Chris Burns / Jamestown S'Klallam Tribe

Sixty shellfish farms in Washington state have applied for federal disaster aid after a double whammy of extreme heat and afternoon low tides killed most of their oysters and clams in June.

They’re bracing for a second heat wave this week.

Many shellfish operations in south Puget Sound and Hood Canal reported losing the majority of of their saltwater livestock during the June heat wave, according to Travis Martin with the U.S. Department of Agriculture’s Farm Service Agency.

“From the site visits completed so far, the highest mortality has been 95-99%, mostly in the southern inlets of Puget Sound near Shelton (Hammersley, Oakland Bay, Totten, Little Skookum),” Martin said in an email.

“We definitely had regions of our beaches where we lost 90% of our shellfish,” said shellfish grower John Adams of Sound Fresh Clams and Oysters. “Everything that was in the higher level of the beach is dead, is gone.”

Adams says his farm, located on Little Skookum Inlet outside of Olympia, lost at least 30,000 animals.

What shellfish farmers learned from the last heat wave

Other shellfish farms suffered little damage. Scientists are still sorting out why some areas fared worse than others.

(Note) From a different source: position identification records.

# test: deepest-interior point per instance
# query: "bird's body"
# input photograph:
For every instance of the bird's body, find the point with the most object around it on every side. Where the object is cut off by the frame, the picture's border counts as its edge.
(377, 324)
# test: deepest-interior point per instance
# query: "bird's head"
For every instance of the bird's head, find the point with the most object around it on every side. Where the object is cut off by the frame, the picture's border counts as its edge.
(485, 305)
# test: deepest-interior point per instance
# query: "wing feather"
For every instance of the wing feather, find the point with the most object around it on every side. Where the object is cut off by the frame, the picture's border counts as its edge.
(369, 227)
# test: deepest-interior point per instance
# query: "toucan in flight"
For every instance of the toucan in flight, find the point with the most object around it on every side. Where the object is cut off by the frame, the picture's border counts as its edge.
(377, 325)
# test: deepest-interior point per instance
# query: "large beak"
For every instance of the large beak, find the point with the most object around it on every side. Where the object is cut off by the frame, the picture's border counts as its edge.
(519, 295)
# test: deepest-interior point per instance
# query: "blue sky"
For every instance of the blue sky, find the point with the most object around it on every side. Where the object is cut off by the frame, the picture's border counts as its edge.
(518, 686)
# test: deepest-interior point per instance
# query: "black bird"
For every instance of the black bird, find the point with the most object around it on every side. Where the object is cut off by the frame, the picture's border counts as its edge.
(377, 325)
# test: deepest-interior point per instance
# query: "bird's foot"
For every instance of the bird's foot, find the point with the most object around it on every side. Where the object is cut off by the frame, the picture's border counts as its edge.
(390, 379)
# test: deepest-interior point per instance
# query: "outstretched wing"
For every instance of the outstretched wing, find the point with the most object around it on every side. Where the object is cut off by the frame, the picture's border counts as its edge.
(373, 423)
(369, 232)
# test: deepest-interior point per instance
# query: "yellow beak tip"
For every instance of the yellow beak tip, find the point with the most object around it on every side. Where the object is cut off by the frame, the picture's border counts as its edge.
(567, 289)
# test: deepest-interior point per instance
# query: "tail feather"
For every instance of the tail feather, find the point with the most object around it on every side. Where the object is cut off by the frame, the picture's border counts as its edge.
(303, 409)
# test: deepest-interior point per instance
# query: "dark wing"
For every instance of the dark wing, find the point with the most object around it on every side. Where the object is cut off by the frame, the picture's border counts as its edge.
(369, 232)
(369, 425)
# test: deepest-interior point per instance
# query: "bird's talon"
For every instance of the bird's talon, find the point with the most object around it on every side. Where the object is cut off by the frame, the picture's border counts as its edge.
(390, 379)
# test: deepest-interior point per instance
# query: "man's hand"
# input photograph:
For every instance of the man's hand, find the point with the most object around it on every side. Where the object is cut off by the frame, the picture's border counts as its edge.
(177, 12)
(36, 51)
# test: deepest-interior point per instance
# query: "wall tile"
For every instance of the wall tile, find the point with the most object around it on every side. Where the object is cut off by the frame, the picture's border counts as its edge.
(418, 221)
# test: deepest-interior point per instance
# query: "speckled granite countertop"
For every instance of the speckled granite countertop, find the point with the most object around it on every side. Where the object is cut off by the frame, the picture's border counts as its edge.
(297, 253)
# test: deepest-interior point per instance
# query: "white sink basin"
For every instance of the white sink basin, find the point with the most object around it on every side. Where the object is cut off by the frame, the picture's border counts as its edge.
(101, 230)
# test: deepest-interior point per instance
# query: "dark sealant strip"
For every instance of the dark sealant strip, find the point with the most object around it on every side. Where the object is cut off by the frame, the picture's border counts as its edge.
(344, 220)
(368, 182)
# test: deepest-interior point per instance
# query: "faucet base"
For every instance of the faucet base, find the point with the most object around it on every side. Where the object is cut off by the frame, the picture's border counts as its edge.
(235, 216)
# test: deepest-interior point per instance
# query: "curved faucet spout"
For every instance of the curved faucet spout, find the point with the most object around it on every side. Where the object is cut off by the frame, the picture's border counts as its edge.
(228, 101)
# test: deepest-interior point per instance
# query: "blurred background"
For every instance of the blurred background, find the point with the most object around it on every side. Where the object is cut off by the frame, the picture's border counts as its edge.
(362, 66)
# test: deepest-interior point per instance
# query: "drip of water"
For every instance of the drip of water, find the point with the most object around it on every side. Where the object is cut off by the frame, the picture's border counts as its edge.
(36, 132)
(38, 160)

“Some areas are doing okay, some got hit hard and others moderately. Lots swirling as to why the spottiness,” biologist Teri King with Washington Sea Grant said.

Washington state is the nation’s biggest producer of farmed clams, oysters and geoducks, with more than $100 million in annual harvests.

“We got pretty lucky here on the coast,” said David Beugli with the Willapa-Grays Harbor Oyster Growers Association.

On Willapa Bay and Grays Harbor, the low tides came mid-morning, exposing shellfish to the air well before temperatures reached their afternoon peaks.

Shellfish farmer and breeder Joth Davis says his farm, near the mouth of Hood Canal, also got lucky.

A well-timed north wind kept his oysters from baking in the mud. Davis’s crew also spread bedsheets over the oyster beds to keep the animals damp and shaded.

Other shellfish farmers reported moving animals to deeper water, harvesting them in advance of the heat and using garden sprinklers to tamp down the soaring temperatures of exposed shellfish beds.

Davis says he’s optimistic that Washington’s shellfish industry can adapt to a changing climate.

“You have to be an optimist to be a shellfish farmer. You just have to be," he said. "I can't dwell on doom and gloom, though I will say, of course, the trends are not good. But there are also tools in the quiver that we can use.”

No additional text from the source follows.